As if the spirit of the city also heard Lorde’s climate message the previous night, LA boasted a much cooler afternoon for day two of the festival. But the coolness in the atmosphere cannot be accredited to just the weather, as Saturday’s headliner, Nine Inch Nails, herded in a much edgier crowd, with fans that radiated swagger and coolness. Unsurprisingly, the lineup for day two of the festival included acts like Fontaines D.C., a post-punk band hailing from Ireland with a sharper, more explosive sound.
Surf Curse took over the Tecate Alta stage, chatting with the crowd throughout their set, commenting on the festival while making witty jokes about the other stages and performers. Every song caused the mosh pit to shake the barricades, while fans made their way to the front of the stage via crowd surf.
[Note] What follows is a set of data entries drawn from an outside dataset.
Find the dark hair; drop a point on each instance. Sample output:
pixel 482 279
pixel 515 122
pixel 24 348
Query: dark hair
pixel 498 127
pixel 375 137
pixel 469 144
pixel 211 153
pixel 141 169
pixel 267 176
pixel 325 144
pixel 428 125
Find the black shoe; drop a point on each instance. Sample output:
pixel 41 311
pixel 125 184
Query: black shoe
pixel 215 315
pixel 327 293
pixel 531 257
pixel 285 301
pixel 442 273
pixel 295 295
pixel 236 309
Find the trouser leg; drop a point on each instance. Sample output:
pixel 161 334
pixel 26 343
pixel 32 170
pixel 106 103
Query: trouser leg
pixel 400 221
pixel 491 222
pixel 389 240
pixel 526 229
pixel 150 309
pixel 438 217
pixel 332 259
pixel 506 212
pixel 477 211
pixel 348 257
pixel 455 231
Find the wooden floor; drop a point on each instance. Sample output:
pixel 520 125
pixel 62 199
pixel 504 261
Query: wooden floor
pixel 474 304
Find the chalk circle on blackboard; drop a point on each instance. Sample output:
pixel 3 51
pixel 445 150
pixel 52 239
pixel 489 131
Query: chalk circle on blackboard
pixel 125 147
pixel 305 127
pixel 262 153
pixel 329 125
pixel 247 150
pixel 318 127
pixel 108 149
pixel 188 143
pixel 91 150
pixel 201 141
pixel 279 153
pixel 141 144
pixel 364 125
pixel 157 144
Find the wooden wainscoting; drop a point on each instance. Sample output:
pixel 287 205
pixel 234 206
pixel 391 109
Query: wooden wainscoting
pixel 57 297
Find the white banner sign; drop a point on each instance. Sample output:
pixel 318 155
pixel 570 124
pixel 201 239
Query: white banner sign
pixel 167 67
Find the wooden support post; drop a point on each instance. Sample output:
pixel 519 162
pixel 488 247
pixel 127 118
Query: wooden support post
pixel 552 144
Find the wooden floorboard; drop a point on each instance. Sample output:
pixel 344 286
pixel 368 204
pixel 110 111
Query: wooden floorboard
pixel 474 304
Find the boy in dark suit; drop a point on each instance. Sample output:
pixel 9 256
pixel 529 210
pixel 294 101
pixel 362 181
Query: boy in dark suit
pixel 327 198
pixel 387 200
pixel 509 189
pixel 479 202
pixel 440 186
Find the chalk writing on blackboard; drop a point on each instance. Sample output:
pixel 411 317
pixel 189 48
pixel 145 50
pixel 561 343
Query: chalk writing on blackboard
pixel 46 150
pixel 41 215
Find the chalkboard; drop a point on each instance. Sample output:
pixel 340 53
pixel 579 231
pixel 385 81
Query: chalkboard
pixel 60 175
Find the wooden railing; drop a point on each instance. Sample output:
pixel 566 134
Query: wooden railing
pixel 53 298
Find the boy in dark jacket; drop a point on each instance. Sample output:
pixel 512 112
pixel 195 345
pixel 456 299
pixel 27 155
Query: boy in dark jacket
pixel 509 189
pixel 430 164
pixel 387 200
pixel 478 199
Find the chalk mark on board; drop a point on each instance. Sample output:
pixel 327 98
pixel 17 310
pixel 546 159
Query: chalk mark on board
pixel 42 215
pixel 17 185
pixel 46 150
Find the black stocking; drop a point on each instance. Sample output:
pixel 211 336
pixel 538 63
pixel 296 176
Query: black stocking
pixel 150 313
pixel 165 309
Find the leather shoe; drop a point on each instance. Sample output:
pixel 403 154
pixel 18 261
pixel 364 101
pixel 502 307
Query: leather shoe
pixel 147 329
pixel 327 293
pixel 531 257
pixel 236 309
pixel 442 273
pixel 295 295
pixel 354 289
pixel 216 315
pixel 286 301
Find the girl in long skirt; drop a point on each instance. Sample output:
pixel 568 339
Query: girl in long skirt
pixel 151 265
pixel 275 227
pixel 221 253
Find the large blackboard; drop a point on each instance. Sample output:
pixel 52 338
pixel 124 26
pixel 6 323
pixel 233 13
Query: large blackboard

The energy of the band and the audience is undoubtedly expressive, young people bouncing all over filled with angst, screaming over lyrics about going to hell.
FITS FROM BEHIND THE PIT
Fashion always plays a huge role at festivals! Here’s what people were wearing at Primavera Sound LA 2022 ★
King krule backstage hanging out before his set
The final day of the festival presented larger crowds at every stage throughout the day, but almost all attendees had the same end goal: experience the Arctic Monkeys. As day turned to night, fans made their way toward the Primavera stage like moths to a flame. People were left buzzing after Girl in Red’s performance all while others trickle in from the Tecate and Barcelona Stages.
Arctic Monkeys opens with “Do I Wanna Know?” and the crowd erupts. They play hit after hit and the audience rejoices over hearing classics like “Teddy Picker” and “505.” From pregnant women to college students, fans all over LA Historic Park are left speechless, unable to process the grandeur that is the Arctic Monkeys.
Even 17 years after the release of their first single, the Arctic Monkeys remain on top. These rockstars transcend generic music and fast fads, continuously demonstrating that music is not bound by time.
Primavera Sound came to the United States to introduce new artists and unfamiliar genres, but it also brought back familiar classics. For instance, Primavera brought Divino Niño, a band who explore their multiculturalism through music, to LA, a city known for its diaspora, in order to push toward its goal of creating a unique and comfortable music space in the city. The festival flourishes by joining together communities and allowing them to participate in the exploration of sound. Performers like the Arctic Monkeys and Lorde are ones with the ability to reach an array of people. Primavera seems to understand that musicians and spaces like this are necessary for the future of music and community. With this goal in hand, Primavera Sound continues to push international endeavors, with future plans to host festivals in Chile, Argentina and Brazil.